Lors de son allocution, Donald Trump a exhorté les nations touchées par le blocage du détroit d'Ormuz à reprendre les rênes de leur approvisionnement pétrolier. Selon Guillaume Lagane, expert en relations internationales, "les États-Unis sont moins affectés par la hausse des prix du pétrole comparé à l'Europe et l'Asie".
Dans son discours sans annonces majeures, Donald Trump a mis l'accent sur la nécessité d'une action militaire contre l'Iran, promettant des frappes "dures" dans un futur proche. Il a également soutenu que les objectifs stratégiques des États-Unis étaient atteints. Guillaume Lagane, maître de conférences à Sciences Po et auteur de Géopolitique de l'Europe, crépuscule d'une puissance ?, souligne que les États-Unis sont devenus "producteurs et exportateurs nets" de pétrole et de gaz grâce à l'exploitation des ressources de schiste.
Franceinfo : Peut-on dire que les objectifs de Trump sont atteints ?
Guillaume Lagane : Au départ, les objectifs des États-Unis et d'Israël paraissaient incertains. Bien que le changement de régime soit une priorité, Trump semble désormais se concentrer sur un affaiblissement de l'Iran plutôt que sur une action directe. Il est vrai que l'Iran a considérablement réduit ses frappes de missiles sur Israël et les États du Golfe, ce qui indique un certain impact des actions militaires américaines.
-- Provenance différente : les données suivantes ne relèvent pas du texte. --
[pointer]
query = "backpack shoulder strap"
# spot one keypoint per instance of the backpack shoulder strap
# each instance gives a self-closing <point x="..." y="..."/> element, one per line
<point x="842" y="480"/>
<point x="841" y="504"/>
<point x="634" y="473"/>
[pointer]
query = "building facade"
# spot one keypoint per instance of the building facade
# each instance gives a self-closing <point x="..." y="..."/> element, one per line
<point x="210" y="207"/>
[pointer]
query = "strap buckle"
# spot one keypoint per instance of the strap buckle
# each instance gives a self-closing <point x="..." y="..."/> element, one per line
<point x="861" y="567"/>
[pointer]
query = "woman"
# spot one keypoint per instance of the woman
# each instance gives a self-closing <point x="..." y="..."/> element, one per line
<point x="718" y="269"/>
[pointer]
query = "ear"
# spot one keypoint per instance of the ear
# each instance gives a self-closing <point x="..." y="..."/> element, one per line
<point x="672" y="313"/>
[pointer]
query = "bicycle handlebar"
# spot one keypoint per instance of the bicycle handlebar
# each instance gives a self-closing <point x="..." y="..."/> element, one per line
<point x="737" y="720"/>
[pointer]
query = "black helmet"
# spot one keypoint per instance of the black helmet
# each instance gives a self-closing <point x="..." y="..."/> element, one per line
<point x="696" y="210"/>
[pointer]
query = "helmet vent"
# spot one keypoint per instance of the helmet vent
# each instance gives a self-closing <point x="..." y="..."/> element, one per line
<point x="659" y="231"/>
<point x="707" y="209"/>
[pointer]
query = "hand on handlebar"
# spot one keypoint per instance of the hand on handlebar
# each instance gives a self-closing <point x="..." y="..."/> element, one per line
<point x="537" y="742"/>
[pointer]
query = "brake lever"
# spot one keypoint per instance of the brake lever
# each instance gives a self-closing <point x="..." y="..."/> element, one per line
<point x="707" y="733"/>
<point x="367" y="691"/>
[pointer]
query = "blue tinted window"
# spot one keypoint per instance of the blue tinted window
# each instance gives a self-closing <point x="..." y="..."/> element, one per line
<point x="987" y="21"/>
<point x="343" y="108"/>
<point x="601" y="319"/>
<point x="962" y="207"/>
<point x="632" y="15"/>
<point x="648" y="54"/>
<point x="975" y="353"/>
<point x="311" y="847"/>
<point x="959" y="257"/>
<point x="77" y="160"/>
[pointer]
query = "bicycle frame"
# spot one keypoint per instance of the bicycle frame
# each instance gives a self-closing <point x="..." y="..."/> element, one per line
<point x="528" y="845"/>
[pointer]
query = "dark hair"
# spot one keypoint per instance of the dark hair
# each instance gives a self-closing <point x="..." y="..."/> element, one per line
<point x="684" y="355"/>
Alors que l'incertitude demeure sur l'évolution des opérations, une chose est claire : les intérêts pétroliers continuent d'impliquer les États-Unis de façon significative dans cette région troublée. Les experts s'interrogent sur les conséquences à long terme de cette situation. Les débats se poursuivent autour de la géopolitique pétrolière et de son lien inextricable avec les dynamiques militaires au Moyen-Orient.